The priority generates institutional demands that the discourse of responsibility systematically evades. If cruelty is first, then the prevention of cruelty is not one policy consideration weighed against others but the precondition of legitimate political order. A political system that produces avoidable suffering at scale cannot offset that suffering through aggregate gains elsewhere. The distribution problem is not a peripheral concern. It is the test. The developer in Lagos, the displaced expert, the worker whose task seepage has eliminated the cognitive gaps in which rest became possible — these are not footnotes to the story of AI progress. They are the signal the priority demands be heard first.
The move Shklar spent her career exposing — the reclassification of avoidable suffering as misfortune rather than injustice — operates throughout the AI discourse with particular efficiency. The technology arrived. The market shifted. Skills lost their value. The process is classified as natural, beyond remedy, requiring compassion rather than structural change. Putting cruelty first refuses this classification. It insists that the distinction between misfortune and injustice is itself a political act, performed by the powerful in their own interest, and that the suffering of the displaced is injustice until proven otherwise by the institutional record.
The concept emerged from Shklar's 1982 essay "Putting Cruelty First" (later a chapter in Ordinary Vices, 1984) and reached its mature form in the 1989 essay "The Liberalism of Fear." Its deepest source is biographical: Shklar fled Riga as a child through Siberia, Japan, and Canada. The specific education that exile provides — the knowledge that political orders which feel stable from inside can be catastrophically unstable for those at their margins — shaped every subsequent theoretical commitment.
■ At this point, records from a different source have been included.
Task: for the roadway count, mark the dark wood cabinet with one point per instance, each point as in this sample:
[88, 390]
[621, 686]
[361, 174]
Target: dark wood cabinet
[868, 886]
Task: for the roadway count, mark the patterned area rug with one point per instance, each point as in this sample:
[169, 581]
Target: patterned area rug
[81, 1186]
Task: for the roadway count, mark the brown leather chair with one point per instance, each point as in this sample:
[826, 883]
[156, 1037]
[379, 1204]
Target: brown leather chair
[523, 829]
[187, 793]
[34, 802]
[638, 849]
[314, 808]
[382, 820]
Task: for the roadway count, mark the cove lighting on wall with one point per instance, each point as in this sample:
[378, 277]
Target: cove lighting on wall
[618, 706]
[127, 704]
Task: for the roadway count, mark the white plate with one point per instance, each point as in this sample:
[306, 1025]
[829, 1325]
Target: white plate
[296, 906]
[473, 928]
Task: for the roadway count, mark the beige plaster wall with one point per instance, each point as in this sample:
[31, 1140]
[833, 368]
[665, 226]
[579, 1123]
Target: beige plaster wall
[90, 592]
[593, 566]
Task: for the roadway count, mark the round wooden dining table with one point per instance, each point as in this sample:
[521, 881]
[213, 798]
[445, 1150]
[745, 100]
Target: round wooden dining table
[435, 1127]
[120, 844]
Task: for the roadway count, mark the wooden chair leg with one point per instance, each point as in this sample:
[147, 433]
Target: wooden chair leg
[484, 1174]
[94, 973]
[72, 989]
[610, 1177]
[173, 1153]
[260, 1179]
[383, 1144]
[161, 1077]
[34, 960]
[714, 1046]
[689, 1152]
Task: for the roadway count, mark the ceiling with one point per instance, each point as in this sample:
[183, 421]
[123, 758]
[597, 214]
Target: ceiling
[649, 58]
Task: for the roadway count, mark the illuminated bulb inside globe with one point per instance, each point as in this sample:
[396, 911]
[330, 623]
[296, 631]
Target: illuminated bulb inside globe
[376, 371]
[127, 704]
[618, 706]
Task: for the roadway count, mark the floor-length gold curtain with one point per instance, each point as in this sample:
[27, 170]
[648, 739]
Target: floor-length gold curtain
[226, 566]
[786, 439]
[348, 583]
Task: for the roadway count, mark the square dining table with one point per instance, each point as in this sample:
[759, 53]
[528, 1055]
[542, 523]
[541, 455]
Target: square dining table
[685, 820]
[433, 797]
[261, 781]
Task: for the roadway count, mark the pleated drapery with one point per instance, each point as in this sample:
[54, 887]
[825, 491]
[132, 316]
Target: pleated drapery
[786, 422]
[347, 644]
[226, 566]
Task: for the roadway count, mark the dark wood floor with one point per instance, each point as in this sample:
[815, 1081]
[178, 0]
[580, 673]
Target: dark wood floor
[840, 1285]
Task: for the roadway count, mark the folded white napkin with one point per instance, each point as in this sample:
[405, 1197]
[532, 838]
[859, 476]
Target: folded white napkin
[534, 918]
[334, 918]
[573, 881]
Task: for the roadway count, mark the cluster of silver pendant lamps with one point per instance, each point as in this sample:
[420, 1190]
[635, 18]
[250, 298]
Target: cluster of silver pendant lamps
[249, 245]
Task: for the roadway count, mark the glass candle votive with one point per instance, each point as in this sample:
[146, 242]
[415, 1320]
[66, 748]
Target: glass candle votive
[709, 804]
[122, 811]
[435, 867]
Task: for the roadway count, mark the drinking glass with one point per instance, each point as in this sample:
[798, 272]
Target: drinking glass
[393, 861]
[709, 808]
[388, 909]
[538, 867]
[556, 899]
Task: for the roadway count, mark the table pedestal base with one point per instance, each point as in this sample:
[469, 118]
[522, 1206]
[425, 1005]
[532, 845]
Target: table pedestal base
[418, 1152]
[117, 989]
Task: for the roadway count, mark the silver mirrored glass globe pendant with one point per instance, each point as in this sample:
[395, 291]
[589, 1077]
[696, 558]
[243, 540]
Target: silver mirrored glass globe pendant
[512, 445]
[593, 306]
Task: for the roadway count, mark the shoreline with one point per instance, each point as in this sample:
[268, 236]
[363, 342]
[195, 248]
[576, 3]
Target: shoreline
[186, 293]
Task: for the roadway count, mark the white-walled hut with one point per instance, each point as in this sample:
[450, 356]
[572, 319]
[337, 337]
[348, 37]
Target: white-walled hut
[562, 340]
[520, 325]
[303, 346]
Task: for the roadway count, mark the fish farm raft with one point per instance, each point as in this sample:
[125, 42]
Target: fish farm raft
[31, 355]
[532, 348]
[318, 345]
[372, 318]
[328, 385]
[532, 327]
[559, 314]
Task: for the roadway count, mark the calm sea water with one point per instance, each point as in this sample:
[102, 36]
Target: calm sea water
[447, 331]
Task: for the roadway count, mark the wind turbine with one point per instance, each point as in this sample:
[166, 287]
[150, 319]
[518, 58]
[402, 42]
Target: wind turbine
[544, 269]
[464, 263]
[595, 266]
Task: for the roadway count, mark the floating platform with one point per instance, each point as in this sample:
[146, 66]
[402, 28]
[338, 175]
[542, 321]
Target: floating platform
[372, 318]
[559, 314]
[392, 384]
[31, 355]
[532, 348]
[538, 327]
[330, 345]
Cruelty forecloses agency. Unlike other vices, cruelty destroys the victim's capacity to function as a political actor, making its prevention the precondition of addressing every other wrong.
Structural cruelty is the dominant form. The cruelties that matter most in modern political orders operate through institutional arrangements rather than through the malice of identifiable persons.
The amplifier transmits whatever it receives. AI's indifference to the signal it carries means that cruelty by default becomes the predictable output of builders operating in environments that prevent the moral imagination from working.
Diffusion of cause dissolves accountability. The causal chains of AI deployment run through so many actors that responsibility for specific harms cannot be assigned — the oldest trick in the repertoire of political cruelty.
The priority is methodological before it is substantive. Putting cruelty first organizes analysis from the perspective of the person who suffers rather than the perspective of the builder, the investor, or the aggregate.
The strongest challenge to the priority comes from perfectionist and communitarian theorists who argue that a politics built around preventing the worst cannot sustain the civic virtue required to sustain itself — that the liberalism of fear is too thin to ground genuine political community. Shklar's response was characteristically uncompromising: political orders that aspire to the good without securing against the worst reliably produce the worst. The AI transition tests this claim with unusual directness, because the aspirational discourse around beneficial AI is precisely the discourse the framework identifies as evasive.